Because the PSX also totally lacks an FPU. A second co-processor has been added called the Geometry Transformation Engine or GTE. The GTE is the heart of all 3d calculations on the PSX. The GTE can perform vector and matrix operations, perspective transformation, color equations and the like. It is much faster than the CPU on these operations. It is mounted as the second co-processor (Cop2) and as such takes up no physical address space in the PSX. The GTE is covered later in the document.



The Graphics Processing Unit (GPU)

As stated before the GPU is responsible for graphical output. It has at it’s disposal a 1 MB frame buffer and registers to access it. The frame buffer it totally inaccessible to the CPU, meaning that it doesn’t reside in addressable memory. The only way to access it is through the GPU. The GPU is able to take “commands” from the CPU, or via DMA to place objects on the frame buffer to be displayed. Communication is handled through a command and data port. It has a 64 byte command FIFO buffer, which can hold up to 3 commands and is connected to a DMA channel for transfer of image data and linked command lists (channel 2) and a DMA channel for reverse clearing an Ordering Table (channel 6).

Communication and Ordering Tables (OT)
All data regarding drawing and drawing environment are sent as packets to the GPU. Each packet tells the GPU how and where to draw one primitive, or it sets one of the drawing environment parameters. The display environment is set up through single word commands using the control port of the GPU.

Packets can be forwarded word by word through the data port of the GPU, or more efficiently for large numbers of packets through DMA. A special DMA mode was created for this so large numbers of packets can be sent and managed easily. In this mode a list of packets is sent, where each entry in the list contains a header which is one word containing the address of the next entry and the size of the packet and the packet itself.
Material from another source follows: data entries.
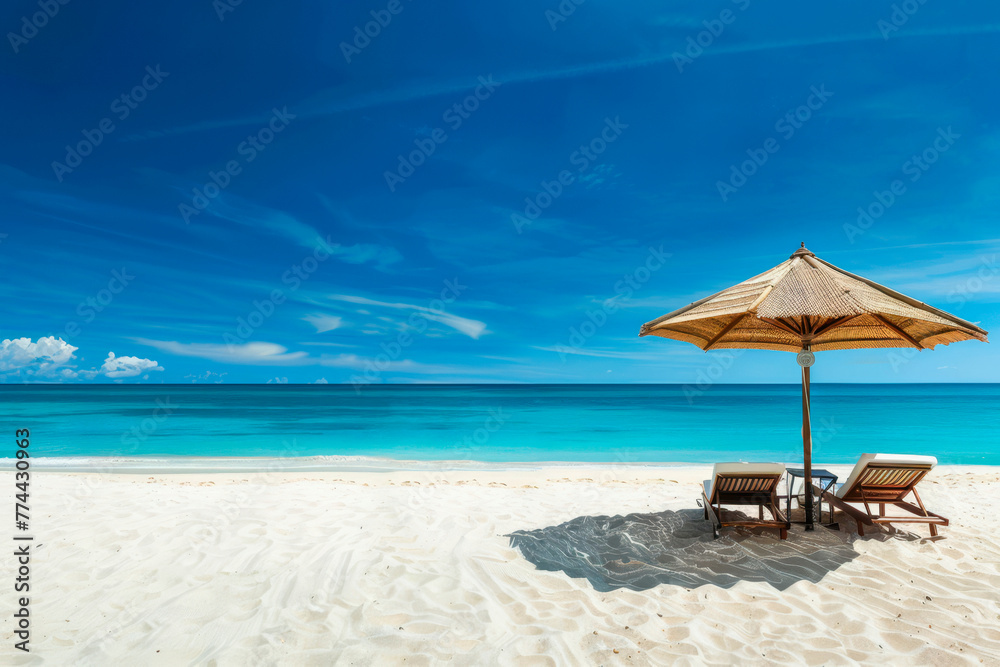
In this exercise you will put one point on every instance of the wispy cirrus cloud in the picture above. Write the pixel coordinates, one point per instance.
(254, 354)
(471, 328)
(323, 322)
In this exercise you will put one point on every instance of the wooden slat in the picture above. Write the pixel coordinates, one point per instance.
(902, 334)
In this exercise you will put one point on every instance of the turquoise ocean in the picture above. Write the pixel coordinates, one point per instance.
(958, 423)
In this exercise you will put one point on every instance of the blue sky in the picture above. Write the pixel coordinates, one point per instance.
(494, 193)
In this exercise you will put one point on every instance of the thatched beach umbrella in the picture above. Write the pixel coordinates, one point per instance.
(806, 305)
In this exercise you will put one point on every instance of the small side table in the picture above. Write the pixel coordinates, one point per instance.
(826, 481)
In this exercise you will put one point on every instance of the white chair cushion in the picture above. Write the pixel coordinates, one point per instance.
(899, 459)
(741, 467)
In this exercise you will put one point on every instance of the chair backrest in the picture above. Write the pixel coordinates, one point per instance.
(885, 477)
(732, 481)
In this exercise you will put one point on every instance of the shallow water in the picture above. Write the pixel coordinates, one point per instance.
(958, 423)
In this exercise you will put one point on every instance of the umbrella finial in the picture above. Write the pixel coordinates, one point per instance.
(803, 250)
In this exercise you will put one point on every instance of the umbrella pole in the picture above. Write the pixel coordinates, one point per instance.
(807, 447)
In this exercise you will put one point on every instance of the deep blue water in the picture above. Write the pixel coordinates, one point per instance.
(958, 423)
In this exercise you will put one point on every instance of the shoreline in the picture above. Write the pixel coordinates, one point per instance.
(555, 564)
(361, 464)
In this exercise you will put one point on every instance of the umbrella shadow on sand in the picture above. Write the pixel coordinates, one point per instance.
(642, 551)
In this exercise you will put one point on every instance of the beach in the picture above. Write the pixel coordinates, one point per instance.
(376, 565)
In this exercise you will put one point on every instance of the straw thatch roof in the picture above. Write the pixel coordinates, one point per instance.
(808, 301)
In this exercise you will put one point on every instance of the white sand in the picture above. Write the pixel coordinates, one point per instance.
(416, 568)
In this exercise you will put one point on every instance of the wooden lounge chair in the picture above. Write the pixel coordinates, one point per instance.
(745, 484)
(885, 479)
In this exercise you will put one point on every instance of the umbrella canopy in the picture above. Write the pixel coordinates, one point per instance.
(808, 305)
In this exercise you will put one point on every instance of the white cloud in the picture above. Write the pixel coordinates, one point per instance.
(43, 357)
(123, 367)
(324, 323)
(207, 376)
(253, 354)
(361, 253)
(471, 328)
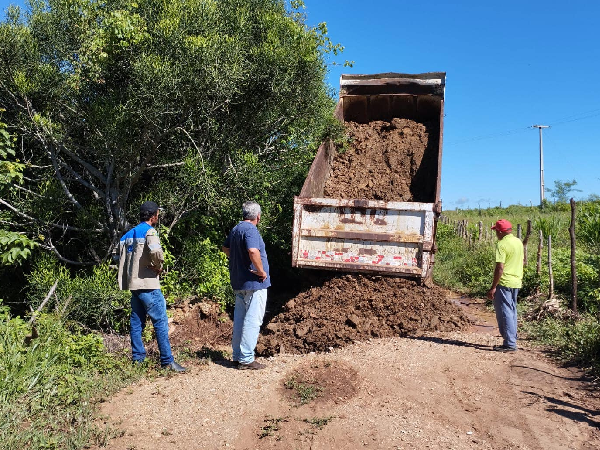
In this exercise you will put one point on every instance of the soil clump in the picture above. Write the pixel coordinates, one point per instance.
(390, 161)
(352, 308)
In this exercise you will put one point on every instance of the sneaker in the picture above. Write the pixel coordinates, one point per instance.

A result of this is that the packets do not need to be stored sequentially. This makes it possible to easily control the order in which packets get processed. The GPU processes the packets it gets in the order they are offered. So the first entry in the list also gets drawn first. To insert a packet into the middle of the list simply find the packet after which needs it to be processed, replace the address in that packet with the address of the new packet, and let that point to the address that was replaced.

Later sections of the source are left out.